About Autonomic Nervous System

The Autonomic nervous system is made up of the Sympathetic nerve and Parasympathetic nerve. These nerves function automatically in every situation to safely and efficiently maintain our body. The Sympathetic nerve works predominantly during activities while the Parasympathetic nerve works while the body is at rest by adjusting the balance of the transmitter substance. When you are healthy, it is well-balanced. As autonomic nerves are concentrated at the connecting point of skull and cervical vertebrae, when compressed, it causes miscommunication, unbalanced hormones and other symptoms unique to each person.

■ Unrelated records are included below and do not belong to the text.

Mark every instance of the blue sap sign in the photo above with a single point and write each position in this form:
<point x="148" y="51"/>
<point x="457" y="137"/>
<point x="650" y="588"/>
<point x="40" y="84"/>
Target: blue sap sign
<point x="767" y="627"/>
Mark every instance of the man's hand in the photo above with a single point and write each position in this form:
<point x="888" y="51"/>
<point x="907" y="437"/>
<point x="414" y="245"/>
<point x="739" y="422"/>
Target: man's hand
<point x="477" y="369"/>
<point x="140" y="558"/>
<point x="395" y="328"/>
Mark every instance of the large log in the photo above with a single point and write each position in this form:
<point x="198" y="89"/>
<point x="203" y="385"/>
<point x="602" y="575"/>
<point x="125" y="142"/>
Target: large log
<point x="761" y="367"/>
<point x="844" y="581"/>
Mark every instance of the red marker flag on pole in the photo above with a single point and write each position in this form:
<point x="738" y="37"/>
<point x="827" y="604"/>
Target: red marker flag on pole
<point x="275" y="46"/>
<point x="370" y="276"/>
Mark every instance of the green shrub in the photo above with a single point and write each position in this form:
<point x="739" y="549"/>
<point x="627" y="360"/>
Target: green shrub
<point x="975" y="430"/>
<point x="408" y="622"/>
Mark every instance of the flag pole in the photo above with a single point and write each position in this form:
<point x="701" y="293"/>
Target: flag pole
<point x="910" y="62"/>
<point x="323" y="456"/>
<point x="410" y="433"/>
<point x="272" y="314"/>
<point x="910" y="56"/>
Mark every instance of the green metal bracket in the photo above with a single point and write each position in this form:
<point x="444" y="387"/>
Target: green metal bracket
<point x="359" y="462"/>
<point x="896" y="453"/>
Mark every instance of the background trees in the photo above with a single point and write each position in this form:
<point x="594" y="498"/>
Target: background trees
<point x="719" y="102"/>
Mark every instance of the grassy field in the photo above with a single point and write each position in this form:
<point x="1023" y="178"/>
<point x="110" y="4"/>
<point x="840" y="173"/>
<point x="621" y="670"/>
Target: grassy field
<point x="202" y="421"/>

A car is a helpful analogy. Being in healthy condition is like being in “neutral” or “drive”, ready for the next action or danger. When there is a miscommunication, the gear cannot hold neutral or drive, but shifts into “high” (hyperfunction) or into “reverse” (malfunction). As most organs are double innervation, they become hyperfunctioning or malfunctioning which can develop into serious diseases. This is characteristic of autonomic imbalance.

Therefore, in cases of autonomic imbalance, both extremes can be recognized in the same organ: depression and manic state, high and low blood pressure, diarrhea and constipation, bulimia and anorexia… While the relationship between sole balance, neck injury and autonomic imbalance, as mentioned above, appears radical, observations show this connection although it has not yet been statistically shown or reported in medical literature.